Сооружение образовано четырьмя помещениями, расположенными на оси Восток-Запад, каждое помещение увенчано куполом. Самое западное помещение было построено первым как погребальная башня, остальные объемы были пристроены позже. В Чашма-Аюбе находится несколько захоронений, самое раннее их которых — могила знаменитого ученого-богослова и знатока хадисов Ходжи Хафиза Гунджори (Хўҷа Ҳофиз-и Гунҷори), который был погребен здесь в 1022 году.

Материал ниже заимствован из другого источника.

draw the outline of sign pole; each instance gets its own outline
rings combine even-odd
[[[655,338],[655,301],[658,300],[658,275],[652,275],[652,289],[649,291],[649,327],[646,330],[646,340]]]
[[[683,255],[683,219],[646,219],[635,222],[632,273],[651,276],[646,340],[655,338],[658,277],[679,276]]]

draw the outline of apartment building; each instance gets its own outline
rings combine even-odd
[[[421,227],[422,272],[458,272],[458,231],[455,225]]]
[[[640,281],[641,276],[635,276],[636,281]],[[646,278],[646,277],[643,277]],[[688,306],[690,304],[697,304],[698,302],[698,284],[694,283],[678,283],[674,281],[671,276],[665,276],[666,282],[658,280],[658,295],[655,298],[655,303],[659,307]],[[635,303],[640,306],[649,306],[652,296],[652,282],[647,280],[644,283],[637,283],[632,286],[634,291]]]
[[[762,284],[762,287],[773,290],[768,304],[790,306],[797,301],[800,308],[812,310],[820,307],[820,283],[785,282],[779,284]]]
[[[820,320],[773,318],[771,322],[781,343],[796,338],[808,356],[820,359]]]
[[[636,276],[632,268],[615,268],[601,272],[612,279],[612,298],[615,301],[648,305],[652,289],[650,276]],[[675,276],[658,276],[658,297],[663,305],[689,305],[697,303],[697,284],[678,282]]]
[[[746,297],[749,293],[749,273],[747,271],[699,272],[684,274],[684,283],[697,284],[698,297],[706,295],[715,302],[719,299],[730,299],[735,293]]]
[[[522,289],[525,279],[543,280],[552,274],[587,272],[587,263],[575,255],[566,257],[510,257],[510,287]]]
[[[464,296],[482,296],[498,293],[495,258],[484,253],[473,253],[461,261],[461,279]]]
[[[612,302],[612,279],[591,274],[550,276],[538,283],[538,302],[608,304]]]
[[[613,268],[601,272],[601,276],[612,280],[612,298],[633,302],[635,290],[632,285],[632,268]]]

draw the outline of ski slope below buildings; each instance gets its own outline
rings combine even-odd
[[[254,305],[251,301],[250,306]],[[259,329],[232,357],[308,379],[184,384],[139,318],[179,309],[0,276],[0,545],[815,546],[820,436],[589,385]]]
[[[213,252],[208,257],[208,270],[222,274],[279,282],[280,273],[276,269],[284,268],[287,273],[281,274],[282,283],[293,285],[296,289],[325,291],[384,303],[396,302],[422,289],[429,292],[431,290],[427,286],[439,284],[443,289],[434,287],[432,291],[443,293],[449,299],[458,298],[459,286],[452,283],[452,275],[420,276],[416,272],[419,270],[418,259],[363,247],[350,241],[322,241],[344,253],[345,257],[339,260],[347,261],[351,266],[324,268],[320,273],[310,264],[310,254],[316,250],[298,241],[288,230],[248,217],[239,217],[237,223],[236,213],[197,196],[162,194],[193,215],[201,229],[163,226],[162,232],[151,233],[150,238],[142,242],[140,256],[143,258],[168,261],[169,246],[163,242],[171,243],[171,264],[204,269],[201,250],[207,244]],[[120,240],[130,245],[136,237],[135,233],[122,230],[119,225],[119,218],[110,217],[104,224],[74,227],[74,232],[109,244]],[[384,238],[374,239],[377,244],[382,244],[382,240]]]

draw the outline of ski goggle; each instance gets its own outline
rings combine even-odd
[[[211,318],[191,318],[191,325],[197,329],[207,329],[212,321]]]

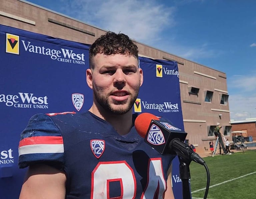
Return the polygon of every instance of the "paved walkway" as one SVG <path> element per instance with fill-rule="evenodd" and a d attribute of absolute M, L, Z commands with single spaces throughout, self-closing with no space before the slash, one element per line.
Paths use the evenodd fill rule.
<path fill-rule="evenodd" d="M 244 151 L 246 151 L 246 150 L 255 150 L 256 149 L 256 147 L 248 147 L 248 149 L 244 149 Z M 236 152 L 241 152 L 242 151 L 242 150 L 231 150 L 230 149 L 230 151 L 231 152 L 233 152 L 235 153 Z M 200 156 L 201 157 L 207 157 L 208 156 L 211 156 L 212 155 L 211 154 L 211 152 L 210 151 L 206 151 L 204 152 L 198 152 L 197 151 L 197 153 L 198 153 L 198 154 L 200 155 Z M 214 156 L 215 155 L 219 155 L 219 151 L 217 151 L 217 153 L 215 155 L 214 155 Z"/>

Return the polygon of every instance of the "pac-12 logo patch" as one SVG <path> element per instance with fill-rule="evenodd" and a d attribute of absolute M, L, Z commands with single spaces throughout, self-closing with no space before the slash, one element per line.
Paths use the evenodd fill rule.
<path fill-rule="evenodd" d="M 105 141 L 101 140 L 91 140 L 91 149 L 95 156 L 99 159 L 105 149 Z"/>
<path fill-rule="evenodd" d="M 19 40 L 20 37 L 17 35 L 6 33 L 5 52 L 19 54 Z"/>
<path fill-rule="evenodd" d="M 163 133 L 156 125 L 151 126 L 147 138 L 148 141 L 155 145 L 161 145 L 165 143 Z"/>
<path fill-rule="evenodd" d="M 80 93 L 72 94 L 72 102 L 76 109 L 79 111 L 84 104 L 84 95 Z"/>

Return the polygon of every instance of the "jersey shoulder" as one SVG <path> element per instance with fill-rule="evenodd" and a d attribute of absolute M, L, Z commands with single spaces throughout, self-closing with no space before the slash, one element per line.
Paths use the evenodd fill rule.
<path fill-rule="evenodd" d="M 63 139 L 59 129 L 50 117 L 38 114 L 30 118 L 22 132 L 19 145 L 18 165 L 49 163 L 61 167 L 64 161 Z"/>

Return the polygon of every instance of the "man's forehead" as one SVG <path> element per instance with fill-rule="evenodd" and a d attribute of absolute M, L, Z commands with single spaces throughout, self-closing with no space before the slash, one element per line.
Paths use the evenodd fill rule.
<path fill-rule="evenodd" d="M 93 58 L 93 61 L 96 65 L 120 65 L 129 66 L 132 65 L 137 66 L 138 60 L 133 55 L 115 54 L 110 55 L 98 53 Z"/>

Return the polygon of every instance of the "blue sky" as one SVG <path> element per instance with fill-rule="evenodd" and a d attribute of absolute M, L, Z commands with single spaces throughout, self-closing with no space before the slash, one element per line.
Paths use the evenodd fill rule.
<path fill-rule="evenodd" d="M 256 1 L 28 1 L 225 73 L 230 119 L 256 118 Z"/>

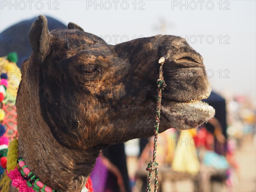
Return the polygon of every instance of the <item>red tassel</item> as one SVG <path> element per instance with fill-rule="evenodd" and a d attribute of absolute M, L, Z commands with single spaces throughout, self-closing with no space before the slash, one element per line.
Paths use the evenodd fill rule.
<path fill-rule="evenodd" d="M 85 184 L 85 187 L 88 189 L 89 192 L 93 192 L 93 183 L 90 178 L 88 177 L 87 180 L 87 182 Z"/>
<path fill-rule="evenodd" d="M 7 158 L 6 157 L 1 157 L 0 162 L 1 163 L 1 166 L 2 167 L 3 167 L 3 169 L 6 169 L 6 163 L 7 163 Z"/>

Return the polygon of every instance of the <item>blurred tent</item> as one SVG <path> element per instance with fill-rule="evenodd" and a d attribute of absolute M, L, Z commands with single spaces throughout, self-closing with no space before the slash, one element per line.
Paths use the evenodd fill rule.
<path fill-rule="evenodd" d="M 67 26 L 60 21 L 46 16 L 48 28 L 51 31 L 57 29 L 66 29 Z M 32 53 L 29 41 L 29 32 L 32 23 L 37 18 L 34 17 L 23 20 L 6 29 L 0 34 L 0 57 L 15 52 L 18 55 L 17 65 L 20 68 L 23 61 L 27 59 Z"/>
<path fill-rule="evenodd" d="M 212 91 L 209 97 L 203 100 L 208 103 L 215 109 L 216 118 L 220 122 L 222 128 L 222 134 L 227 137 L 226 105 L 225 99 L 214 91 Z M 207 126 L 208 128 L 208 126 Z"/>

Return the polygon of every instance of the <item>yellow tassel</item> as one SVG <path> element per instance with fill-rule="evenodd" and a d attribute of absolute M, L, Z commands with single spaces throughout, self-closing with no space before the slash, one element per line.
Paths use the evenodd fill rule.
<path fill-rule="evenodd" d="M 6 164 L 6 169 L 8 173 L 18 166 L 18 140 L 17 139 L 12 141 L 9 145 Z"/>
<path fill-rule="evenodd" d="M 2 192 L 8 192 L 9 191 L 11 179 L 6 175 L 6 172 L 4 172 L 0 180 L 0 188 L 2 188 Z"/>

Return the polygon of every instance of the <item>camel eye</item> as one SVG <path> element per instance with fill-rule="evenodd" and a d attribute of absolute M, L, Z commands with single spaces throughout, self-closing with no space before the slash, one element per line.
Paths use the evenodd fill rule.
<path fill-rule="evenodd" d="M 199 64 L 201 63 L 199 62 L 196 61 L 194 58 L 191 58 L 191 57 L 183 57 L 182 58 L 180 58 L 180 59 L 178 59 L 178 61 L 182 61 L 182 60 L 189 61 L 190 62 L 194 62 L 198 63 Z"/>
<path fill-rule="evenodd" d="M 88 74 L 92 74 L 98 71 L 100 71 L 94 65 L 88 65 L 86 66 L 83 66 L 82 67 L 82 70 Z"/>

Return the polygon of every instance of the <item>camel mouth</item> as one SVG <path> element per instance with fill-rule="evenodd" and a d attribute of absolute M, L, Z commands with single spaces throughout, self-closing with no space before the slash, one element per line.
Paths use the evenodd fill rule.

В настоящее время в здании мавзолея находится Музей воды и Выставка ковров. Экспозиция музея дает представление об истории водоснабжения Бухарского региона на протяжении веков. Самые интересные экспонаты — керамические водопроводные трубы XVIII—XIX вв., медно-чеканная посуда для воды и кожаные бурдюки для хранения воды XVIII—XX вв

В наше время, неподалёку от этого памятника архитектуры обосновались художники и продавцы сувениров, разложившие свой нехитрый товар вдоль аллеи, ведущей к мавзолею Саманидов. На импровизированных стендах можно встретить не только неплохие работы художников, исполненных большей частью акварелью, но также и различные ювелирные украшения ручной работы. Для настоящих ценителей старины могут представлять интерес подлинные украшения конца XIX начала XX века. Естественно, стоят такие работы недёшево. И это можно понять: для многих жителей данный промысел зачастую является единственным источником средств к существованию в условиях высокой безработицы.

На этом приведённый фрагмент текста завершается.